Cacouna veut reprendre possession d’un terrain vendu en 2024
Publié le 22 juillet 2026 à 17:28, modifié le 22 juillet 2026 à 17:28
Par: Jasmin Guillemette
La municipalité de Cacouna a entrepris des démarches judiciaires contre une entreprise qui n’aurait pas respecté un contrat de vente. Le conseil municipal souhaite donc reprendre possession du terrain.

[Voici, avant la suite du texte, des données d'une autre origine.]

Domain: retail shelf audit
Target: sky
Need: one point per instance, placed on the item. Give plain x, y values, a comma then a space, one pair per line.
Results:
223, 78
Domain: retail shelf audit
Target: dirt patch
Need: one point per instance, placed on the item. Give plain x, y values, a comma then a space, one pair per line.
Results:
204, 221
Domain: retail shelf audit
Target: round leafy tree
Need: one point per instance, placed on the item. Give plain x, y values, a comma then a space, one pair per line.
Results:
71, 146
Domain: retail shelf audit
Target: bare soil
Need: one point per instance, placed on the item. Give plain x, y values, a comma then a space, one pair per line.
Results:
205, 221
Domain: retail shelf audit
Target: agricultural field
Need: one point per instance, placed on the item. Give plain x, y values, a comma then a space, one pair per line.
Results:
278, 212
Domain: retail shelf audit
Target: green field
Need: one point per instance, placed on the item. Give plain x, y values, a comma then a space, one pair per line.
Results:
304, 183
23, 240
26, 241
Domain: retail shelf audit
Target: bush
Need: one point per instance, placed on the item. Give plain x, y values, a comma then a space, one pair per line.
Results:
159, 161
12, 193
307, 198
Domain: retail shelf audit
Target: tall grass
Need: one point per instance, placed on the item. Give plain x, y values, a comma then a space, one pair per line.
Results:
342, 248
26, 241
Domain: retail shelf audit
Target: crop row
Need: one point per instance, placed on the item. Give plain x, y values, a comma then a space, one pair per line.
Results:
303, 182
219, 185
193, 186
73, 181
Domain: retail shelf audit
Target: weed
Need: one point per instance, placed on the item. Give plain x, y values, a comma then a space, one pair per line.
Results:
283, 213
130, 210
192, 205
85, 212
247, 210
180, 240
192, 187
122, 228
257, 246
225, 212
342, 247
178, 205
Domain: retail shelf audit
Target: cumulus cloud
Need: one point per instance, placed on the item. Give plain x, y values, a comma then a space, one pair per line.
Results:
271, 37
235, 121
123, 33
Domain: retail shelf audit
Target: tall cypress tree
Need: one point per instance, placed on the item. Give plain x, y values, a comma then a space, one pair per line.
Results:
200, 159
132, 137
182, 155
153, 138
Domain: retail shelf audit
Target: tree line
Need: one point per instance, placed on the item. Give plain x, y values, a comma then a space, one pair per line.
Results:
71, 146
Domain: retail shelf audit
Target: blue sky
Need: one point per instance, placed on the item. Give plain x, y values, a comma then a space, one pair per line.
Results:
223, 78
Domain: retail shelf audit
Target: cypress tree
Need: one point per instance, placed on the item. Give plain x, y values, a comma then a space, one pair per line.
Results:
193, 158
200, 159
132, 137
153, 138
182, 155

Un important projet d’une usine manufacturière devait voir le jour. La municipalité avait accepté la vente de la parcelle située sur la rue des Étangs en 2024 pour 200 000$. Aujourd’hui, elle souhaite en reprendre possession. « On nous a présenté un très beau projet de production. Quelque chose de bien. Alors les membres du conseil avaient accepté de vente le terrain », explique la mairesse de Cacouna, Suzanne Réhaume.
L’entreprise Taeva Industries souhaitait y construire le Complexe Cacouna, une manufacture de fabrication de bâtiments préfabriqués de 700 000 pieds carrés.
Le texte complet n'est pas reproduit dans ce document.